Back in October Ashleigh Cave, 12, collapsed several times after being vaccinated with Cervarix—a shot that, like Gardasil, protects against some strains of the human papillomavirus (HPV)—and was eventually admitted to hospital. The initial diagnosis was “vertigo and generalised myalgia, probably due to recent vaccinations”.
Two months later Ms. Cave is still unable to move her legs, and doctors are scratching their heads over her illness. They have ruled out Guillain-Barré syndrome, which has been linked to the Gardasil vaccination, and say that she did not have a pathalogical reaction to the vaccine. Britain’s Medicines and Healthcare products Regulatory Agency does not believe that Ms. Cave’s illness is related to the shot.
Her mother, however, is unconvinced and believes that it’s impossible to ignore the timing of the onset of Ms. Cave’s symptoms—roughly 30 minutes after receiving the vaccine.

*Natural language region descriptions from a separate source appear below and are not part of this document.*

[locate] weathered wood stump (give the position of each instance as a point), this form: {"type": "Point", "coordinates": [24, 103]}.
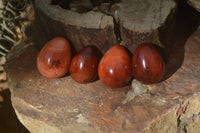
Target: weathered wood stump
{"type": "Point", "coordinates": [129, 23]}
{"type": "Point", "coordinates": [62, 105]}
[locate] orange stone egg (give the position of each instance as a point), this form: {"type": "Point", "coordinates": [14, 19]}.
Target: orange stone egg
{"type": "Point", "coordinates": [147, 64]}
{"type": "Point", "coordinates": [115, 67]}
{"type": "Point", "coordinates": [54, 59]}
{"type": "Point", "coordinates": [84, 66]}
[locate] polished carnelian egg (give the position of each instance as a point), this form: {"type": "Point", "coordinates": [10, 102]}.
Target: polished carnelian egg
{"type": "Point", "coordinates": [84, 66]}
{"type": "Point", "coordinates": [115, 67]}
{"type": "Point", "coordinates": [147, 64]}
{"type": "Point", "coordinates": [54, 59]}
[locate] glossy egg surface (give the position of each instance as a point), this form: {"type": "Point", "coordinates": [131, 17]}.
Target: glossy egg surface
{"type": "Point", "coordinates": [115, 67]}
{"type": "Point", "coordinates": [147, 64]}
{"type": "Point", "coordinates": [84, 66]}
{"type": "Point", "coordinates": [54, 59]}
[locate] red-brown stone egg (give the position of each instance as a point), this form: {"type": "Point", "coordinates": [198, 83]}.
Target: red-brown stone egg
{"type": "Point", "coordinates": [54, 59]}
{"type": "Point", "coordinates": [115, 67]}
{"type": "Point", "coordinates": [84, 66]}
{"type": "Point", "coordinates": [147, 64]}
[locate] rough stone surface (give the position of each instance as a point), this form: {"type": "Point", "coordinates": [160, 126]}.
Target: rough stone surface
{"type": "Point", "coordinates": [195, 4]}
{"type": "Point", "coordinates": [62, 105]}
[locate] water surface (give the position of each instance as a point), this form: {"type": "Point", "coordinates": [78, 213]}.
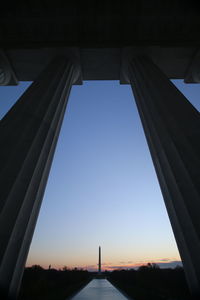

Doctors at first suggested that the girl was imagining the symptoms, perhaps because of bullying, she said.
Cervarix shots are currently being given to 300,000 12- and 13-year old girls across the UK through a school program; next year the program will focus on catch-up shots for older schoolgirls.
What do you think? Should US schools follow Britain’s HPV vaccination program?